The kids are coming up from behind.
I'm losing my edge.
I'm losing my edge to the kids from Congo and from Glasgow.
But I was there.

I was there in 1977.
I was there at the first Mistral show in Amsterdam.
I'm losing my edge.
I'm losing my edge to the kids whose footsteps I hear when they get on the decks.
I'm losing my edge to the internet seekers who can tell me every member of every good group from 1961 to 1973.
I'm losing my edge.

To all the kids in London and Philadelphia.
I'm losing my edge to the art-school Shanghai kids in little jackets and borrowed nostalgia for the unremembered nineties.

I'm losing my edge.
I'm losing my edge.
I can hear the footsteps every night on the decks.
But I was there.

I was there in 1983 at the first Art of Noise practice in a loft in London.
I was working on the snare sounds with much patience.
I was there when Tom Verlaine started up his first band.
I told him, "Don't do it that way. You'll never make a dime."
I was there.
I was the first guy playing Moby Grape to the jazz kids.
I played it at Trash.
Everybody thought I was crazy.
We all know.
I was there.
I was there.
I've never been wrong.

But I'm losing my edge to better-looking people with better ideas and more talent.
And they're actually really, really nice.

I'm losing my edge.

I heard you have a compilation of every good song ever done by anybody.
Every great song by Rod Modell. All the underground hits.

All The Raincoats tracks. I heard you have a vinyl of every Whodini record on German import.

I heard that you have a white label of every seminal grunge hit - 1985, '86, '87.
I heard that you have a CD compilation of every good '70s cut and another box set from the '70s.

I hear you're buying a 808 and a linndrum and are throwing your macbook out the window because you want to make something real. You want to make a B.T. Express record.

I hear that you and your band have sold your chamberlin and bought a clarinet.
I hear that you and your band have sold your clarinet and bought a chamberlin.

I hear everybody that you know is more relevant than everybody that I know.

But have you seen my records?

Ultramagnetic MC's, T. Rex, The Royal Family And The Poor, Youth Brigade, Delon & Dalcan, The Fall, Camron Feat.
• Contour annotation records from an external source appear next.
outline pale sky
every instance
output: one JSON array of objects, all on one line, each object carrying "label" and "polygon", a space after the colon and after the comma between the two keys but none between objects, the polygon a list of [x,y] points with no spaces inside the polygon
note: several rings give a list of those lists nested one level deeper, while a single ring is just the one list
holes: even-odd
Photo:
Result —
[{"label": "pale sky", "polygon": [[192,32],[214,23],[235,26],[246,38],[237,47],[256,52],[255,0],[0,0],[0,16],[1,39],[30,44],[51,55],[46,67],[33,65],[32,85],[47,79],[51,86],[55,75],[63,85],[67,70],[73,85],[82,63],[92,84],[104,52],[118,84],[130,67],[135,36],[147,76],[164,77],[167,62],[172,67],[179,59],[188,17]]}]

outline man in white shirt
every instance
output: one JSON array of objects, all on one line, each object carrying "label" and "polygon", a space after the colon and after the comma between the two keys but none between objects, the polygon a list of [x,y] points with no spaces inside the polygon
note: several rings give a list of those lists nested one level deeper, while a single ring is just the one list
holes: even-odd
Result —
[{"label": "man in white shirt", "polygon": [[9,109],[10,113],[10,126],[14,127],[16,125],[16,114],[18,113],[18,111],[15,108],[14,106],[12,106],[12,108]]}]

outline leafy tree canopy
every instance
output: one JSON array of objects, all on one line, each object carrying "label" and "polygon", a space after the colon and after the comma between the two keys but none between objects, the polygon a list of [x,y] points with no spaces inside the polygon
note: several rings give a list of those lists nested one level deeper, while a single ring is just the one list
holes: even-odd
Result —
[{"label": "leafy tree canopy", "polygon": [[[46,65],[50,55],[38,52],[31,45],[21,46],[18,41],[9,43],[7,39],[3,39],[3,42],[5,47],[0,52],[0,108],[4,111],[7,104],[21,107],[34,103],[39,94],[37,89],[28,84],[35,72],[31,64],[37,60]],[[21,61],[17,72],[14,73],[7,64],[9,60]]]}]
Jay Z And Juelz, Henry Cow, The Peanut Butter Conspiracy, The Neon Judgement, Minutemen, Camron Feat. Memphis Bleek And Beenie Seigel, Magazine, The Pop Group, The Count Five, Stiv Bators, Sticky Fingaz feat. Raekwon, Frankie Knuckles, The Index, The Kinks, Gang of Four, Janne Schatter, Technova, Jimmy McGriff, the Swans, Connie Case, The J.B.'s, The Remains, Cheater Slicks, Kool G Rap & DJ Polo, Nation of Ulysses, Crispian St. Peters, Gong, the Germs, Royal Trux, Los Fastidios, DJ Sneak, Minny Pops, ABC, Donald Byrd, Moss Icon, R.M.O., The Star Department, Eric Copeland, Neil Young & Crazy Horse, The Saints, Danielle Patucci, The Divine Comedy, Crispy Ambulance, Peter Gordon & Love of Life Orchestra, The Grass Roots, Spoonie Gee, The Cure, Marcia Griffiths, the Slits, Aloha Tigers, Quadrant, Anakelly, Suburban Knight, The Sonics, The Motions, Faraquet, Godley & Creme, Godley & Creme, Godley & Creme, Godley & Creme.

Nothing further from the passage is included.